E quale soluzione troverà il nostro mondo globalizzato, il nostro Paese senza meraviglie?
Il mandato del Global Crisis Response Group: un nuovo piano Marshall?
“Dobbiamo sbarazzarci delle strozzature, prevenire l’accaparramento e la speculazione, riformare i quadri finanziari, permettere a chi ha bisogno di soldi di acquistare cose essenziali per i loro Paesi per avere accesso a quei fondi, rivedendo le regole e i criteri di ammissibilità quando necessario. Qualsiasi paese che ha bisogno di supporto deve potervi accedere. Questo è il mandato del Global Crisis Response Group, che convocherò”, dichiara Antonio Guterres.

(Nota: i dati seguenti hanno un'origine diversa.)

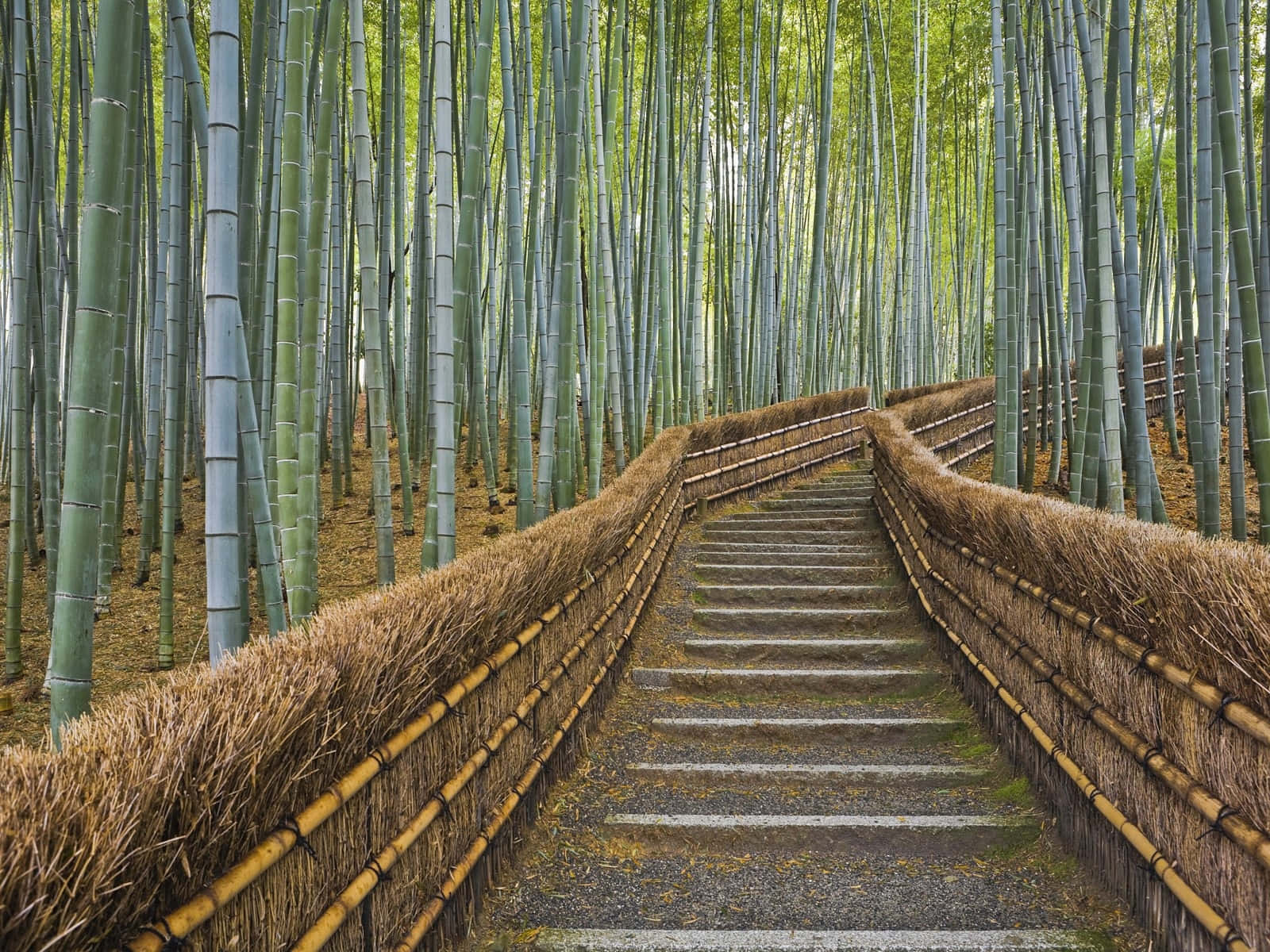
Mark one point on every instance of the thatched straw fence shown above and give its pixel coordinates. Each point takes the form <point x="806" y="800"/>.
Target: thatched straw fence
<point x="1126" y="666"/>
<point x="356" y="784"/>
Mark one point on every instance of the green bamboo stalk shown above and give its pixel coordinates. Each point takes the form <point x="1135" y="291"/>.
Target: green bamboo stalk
<point x="114" y="82"/>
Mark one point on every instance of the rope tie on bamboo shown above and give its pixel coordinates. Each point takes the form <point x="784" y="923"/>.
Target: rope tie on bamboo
<point x="1149" y="752"/>
<point x="171" y="942"/>
<point x="1141" y="664"/>
<point x="381" y="875"/>
<point x="1049" y="678"/>
<point x="1151" y="865"/>
<point x="289" y="823"/>
<point x="1232" y="936"/>
<point x="521" y="721"/>
<point x="1219" y="714"/>
<point x="1216" y="827"/>
<point x="444" y="806"/>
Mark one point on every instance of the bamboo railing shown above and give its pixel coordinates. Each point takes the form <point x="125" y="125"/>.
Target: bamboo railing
<point x="398" y="850"/>
<point x="1134" y="698"/>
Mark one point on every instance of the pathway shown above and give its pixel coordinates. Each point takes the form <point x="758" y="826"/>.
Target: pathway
<point x="793" y="774"/>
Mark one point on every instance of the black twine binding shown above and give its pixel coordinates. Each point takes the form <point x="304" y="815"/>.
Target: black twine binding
<point x="1141" y="666"/>
<point x="1216" y="827"/>
<point x="381" y="875"/>
<point x="289" y="823"/>
<point x="1149" y="752"/>
<point x="1232" y="936"/>
<point x="173" y="942"/>
<point x="1219" y="714"/>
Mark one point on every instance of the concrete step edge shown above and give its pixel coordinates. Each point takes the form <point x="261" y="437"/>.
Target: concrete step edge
<point x="806" y="941"/>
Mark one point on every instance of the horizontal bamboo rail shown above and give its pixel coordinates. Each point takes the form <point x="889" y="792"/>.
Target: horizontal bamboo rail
<point x="182" y="922"/>
<point x="1204" y="914"/>
<point x="224" y="889"/>
<point x="781" y="474"/>
<point x="770" y="435"/>
<point x="1223" y="704"/>
<point x="378" y="869"/>
<point x="1217" y="814"/>
<point x="422" y="926"/>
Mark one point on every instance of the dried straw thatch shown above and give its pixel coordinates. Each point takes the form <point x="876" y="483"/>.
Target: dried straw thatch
<point x="902" y="395"/>
<point x="1203" y="606"/>
<point x="162" y="789"/>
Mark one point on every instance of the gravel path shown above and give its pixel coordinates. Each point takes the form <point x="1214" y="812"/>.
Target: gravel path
<point x="578" y="871"/>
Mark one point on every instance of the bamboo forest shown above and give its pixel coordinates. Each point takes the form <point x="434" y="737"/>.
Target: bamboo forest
<point x="635" y="475"/>
<point x="498" y="247"/>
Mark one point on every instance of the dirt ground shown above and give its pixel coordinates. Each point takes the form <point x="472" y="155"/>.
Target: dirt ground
<point x="126" y="639"/>
<point x="1175" y="475"/>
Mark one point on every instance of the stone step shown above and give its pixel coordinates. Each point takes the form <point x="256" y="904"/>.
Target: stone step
<point x="799" y="596"/>
<point x="833" y="776"/>
<point x="718" y="532"/>
<point x="856" y="835"/>
<point x="800" y="621"/>
<point x="776" y="573"/>
<point x="806" y="941"/>
<point x="857" y="492"/>
<point x="806" y="651"/>
<point x="819" y="501"/>
<point x="800" y="522"/>
<point x="760" y="554"/>
<point x="810" y="730"/>
<point x="838" y="682"/>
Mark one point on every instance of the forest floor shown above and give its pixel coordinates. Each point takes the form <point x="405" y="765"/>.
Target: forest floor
<point x="125" y="640"/>
<point x="1175" y="475"/>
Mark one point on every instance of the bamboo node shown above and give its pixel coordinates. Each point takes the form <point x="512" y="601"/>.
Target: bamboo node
<point x="289" y="823"/>
<point x="381" y="875"/>
<point x="1219" y="714"/>
<point x="1216" y="827"/>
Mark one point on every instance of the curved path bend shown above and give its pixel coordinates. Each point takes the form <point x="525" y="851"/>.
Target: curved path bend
<point x="787" y="767"/>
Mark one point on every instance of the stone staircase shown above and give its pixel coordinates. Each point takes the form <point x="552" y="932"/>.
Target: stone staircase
<point x="793" y="772"/>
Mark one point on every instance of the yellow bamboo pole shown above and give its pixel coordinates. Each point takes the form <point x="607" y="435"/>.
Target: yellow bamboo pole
<point x="1218" y="814"/>
<point x="1208" y="918"/>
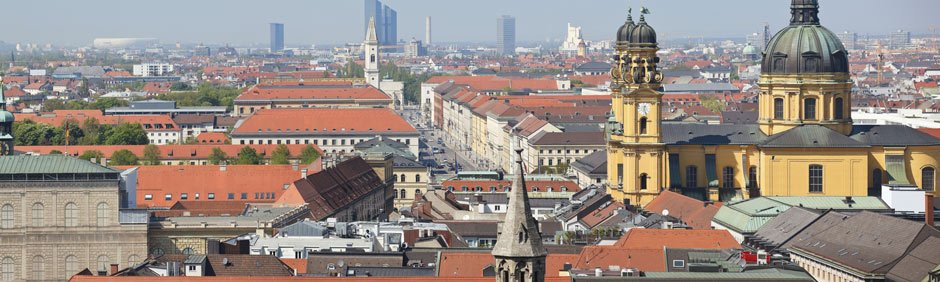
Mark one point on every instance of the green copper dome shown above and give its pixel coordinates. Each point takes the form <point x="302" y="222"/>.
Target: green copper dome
<point x="623" y="34"/>
<point x="805" y="46"/>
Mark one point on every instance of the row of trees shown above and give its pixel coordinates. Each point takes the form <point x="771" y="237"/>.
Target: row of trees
<point x="247" y="156"/>
<point x="88" y="132"/>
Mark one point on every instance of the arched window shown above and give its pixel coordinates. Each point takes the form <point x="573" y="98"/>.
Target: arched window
<point x="71" y="265"/>
<point x="643" y="178"/>
<point x="643" y="126"/>
<point x="815" y="178"/>
<point x="927" y="177"/>
<point x="104" y="218"/>
<point x="71" y="215"/>
<point x="727" y="177"/>
<point x="38" y="268"/>
<point x="6" y="269"/>
<point x="778" y="108"/>
<point x="838" y="108"/>
<point x="103" y="263"/>
<point x="6" y="216"/>
<point x="809" y="108"/>
<point x="132" y="260"/>
<point x="752" y="177"/>
<point x="876" y="180"/>
<point x="691" y="176"/>
<point x="38" y="217"/>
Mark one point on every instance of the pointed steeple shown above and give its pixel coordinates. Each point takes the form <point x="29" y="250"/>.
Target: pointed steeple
<point x="519" y="237"/>
<point x="371" y="35"/>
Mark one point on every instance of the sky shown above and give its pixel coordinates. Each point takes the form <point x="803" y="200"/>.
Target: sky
<point x="244" y="22"/>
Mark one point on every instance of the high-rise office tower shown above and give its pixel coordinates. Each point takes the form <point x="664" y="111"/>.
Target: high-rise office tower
<point x="506" y="35"/>
<point x="427" y="31"/>
<point x="277" y="37"/>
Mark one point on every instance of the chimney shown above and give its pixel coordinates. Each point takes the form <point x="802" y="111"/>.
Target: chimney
<point x="928" y="209"/>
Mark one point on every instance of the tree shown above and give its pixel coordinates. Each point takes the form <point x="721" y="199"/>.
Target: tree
<point x="218" y="156"/>
<point x="123" y="157"/>
<point x="248" y="156"/>
<point x="309" y="154"/>
<point x="281" y="155"/>
<point x="91" y="154"/>
<point x="127" y="134"/>
<point x="151" y="155"/>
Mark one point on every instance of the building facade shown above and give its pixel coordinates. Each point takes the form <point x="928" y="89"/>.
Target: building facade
<point x="804" y="143"/>
<point x="60" y="215"/>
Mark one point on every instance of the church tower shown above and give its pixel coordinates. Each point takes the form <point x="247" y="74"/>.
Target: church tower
<point x="635" y="146"/>
<point x="805" y="76"/>
<point x="520" y="256"/>
<point x="6" y="127"/>
<point x="371" y="49"/>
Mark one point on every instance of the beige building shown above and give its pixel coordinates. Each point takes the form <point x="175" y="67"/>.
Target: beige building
<point x="60" y="215"/>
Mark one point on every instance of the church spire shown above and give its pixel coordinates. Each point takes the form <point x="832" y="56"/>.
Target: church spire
<point x="519" y="253"/>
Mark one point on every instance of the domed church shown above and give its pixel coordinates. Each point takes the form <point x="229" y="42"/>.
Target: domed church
<point x="803" y="144"/>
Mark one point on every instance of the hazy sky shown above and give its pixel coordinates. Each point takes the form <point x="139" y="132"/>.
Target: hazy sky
<point x="335" y="21"/>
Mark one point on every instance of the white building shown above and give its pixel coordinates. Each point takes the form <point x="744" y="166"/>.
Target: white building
<point x="152" y="69"/>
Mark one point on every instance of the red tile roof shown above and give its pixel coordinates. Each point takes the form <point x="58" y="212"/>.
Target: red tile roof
<point x="532" y="185"/>
<point x="691" y="211"/>
<point x="325" y="121"/>
<point x="252" y="181"/>
<point x="357" y="92"/>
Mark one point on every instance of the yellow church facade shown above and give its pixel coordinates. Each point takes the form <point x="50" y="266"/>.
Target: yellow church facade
<point x="803" y="144"/>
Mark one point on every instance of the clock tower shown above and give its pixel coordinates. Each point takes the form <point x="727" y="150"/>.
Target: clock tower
<point x="635" y="150"/>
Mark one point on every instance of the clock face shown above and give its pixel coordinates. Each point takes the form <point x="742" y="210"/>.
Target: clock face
<point x="644" y="108"/>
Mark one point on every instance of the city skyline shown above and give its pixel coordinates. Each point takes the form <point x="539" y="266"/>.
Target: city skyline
<point x="336" y="22"/>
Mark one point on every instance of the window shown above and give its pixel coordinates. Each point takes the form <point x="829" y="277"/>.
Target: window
<point x="643" y="126"/>
<point x="752" y="177"/>
<point x="691" y="176"/>
<point x="71" y="215"/>
<point x="71" y="265"/>
<point x="6" y="269"/>
<point x="38" y="219"/>
<point x="927" y="178"/>
<point x="815" y="179"/>
<point x="103" y="263"/>
<point x="778" y="108"/>
<point x="727" y="174"/>
<point x="809" y="108"/>
<point x="38" y="268"/>
<point x="643" y="178"/>
<point x="104" y="218"/>
<point x="6" y="216"/>
<point x="838" y="108"/>
<point x="678" y="263"/>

“I membri includeranno capi di Stato e di governo che si sono offerti volontari per sostenere e sostenere questi problemi con le parti interessate critiche. Spero che voi, membri di questo Comitato Direttivo, mobiliterete soluzioni e proporrete strategie e raccomandazioni per aiutare tutti i Paesi, compresi i più vulnerabili, a superare queste crisi interconnesse”, continua il Segretario Generale.
Così António Guterres descrive le quattro aree immediate su cui si concentra questo Comitato Direttivo:
- Primo, coordinamento. Queste crisi sono profondamente connesse. Il rischio è che approcci frammentari risolvano un problema ma ne peggiorino un altro. Questo è il motivo per cui abbiamo bisogno di raccomandazioni co-create che allineino le parti interessate alle soluzioni. La coerenza deve essere al centro del nostro lavoro, quindi dobbiamo essere completamente trasparenti e condividere le informazioni. So che il nostro team tecnico ha già impostato alcuni strumenti digitali. Saranno lì per il nostro uso comune.
- In secondo luogo, queste crisi richiedono un’azione urgente. Le soluzioni proposte dovrebbero essere pronte per essere implementate. Ad esempio, abbiamo bisogno di proposte immediate per superare le nuove restrizioni allo spazio aereo russo e al trasporto su strada per prevenire ulteriori crisi nella catena di approvvigionamento.
- Terzo, dati e analisi. Vi esorto a sfruttare appieno la capacità dei dati sia all’interno che all’esterno delle Nazioni Unite, dai team nazionali delle Nazioni Unite ai laboratori di dati nei dipartimenti e nelle agenzie, UN Global Pulse e, naturalmente, il ruolo critico delle istituzioni finanziarie internazionali. In questa situazione in rapida evoluzione, le vostre proposte devono essere basate su prove e informate da dati e analisi aggiornati.
- Quarto, associazione. Il Global Crisis Response Group e il Comitato direttivo dovrebbero essere in grado di riunire tutti gli attori per trovare soluzioni, dagli Stati membri e dal sistema delle Nazioni Unite alle istituzioni finanziarie internazionali, alle organizzazioni regionali, ai raggruppamenti di paesi, ai governi locali, al settore privato, alla società civile e accademico. e partner di comunicazione.
Il Global Crisis Response Group compare intanto che la Germania propone un nuovo “Piano Marshall”, a sostegno dell’Ucraina.
Il Piano Marshall era un programma lanciato dagli Stati Uniti dopo la seconda guerra mondiale per aiutare i paesi europei a riprendersi dalla distruzione causata dal conflitto,tuttavia il suo ideatore, dichiarato anticomunista, vedeva nel Piano Marshall un modo per mettere l’Europa sotto il proprio controllo e allontanarla così dal “pericolo comunista”.
“Non mi faccio illusioni sulla portata del compito che ci attende. Ma sono incoraggiato da quanto ho visto finora, sia all’interno della famiglia delle Nazioni Unite, sia all’interno delle istituzioni finanziarie internazionali che all’interno degli Stati membri. C’è un grande interesse per il Global Crisis Response Group da parte dei governi di tutto il mondo”, continua Antonio Guterres. “Dobbiamo trarre il massimo da questo parlando con una sola voce, con una chiara difesa a favore dei più vulnerabili. Ho piena fiducia che questo Comitato Direttivo fornirà la direzione e la concentrazione necessarie per le nostre decisioni”.
Sembra oggettivamente difficile avere la stessa fiducia che Antonio Guterres ha nei confronti dei paesi che restano nel Consiglio dei diritti umani solo quando sono interessati e lasciano le stanze vuote per la maggior parte del tempo. Saranno in grado di fare qualcosa per l’umanità o solo per se stessi?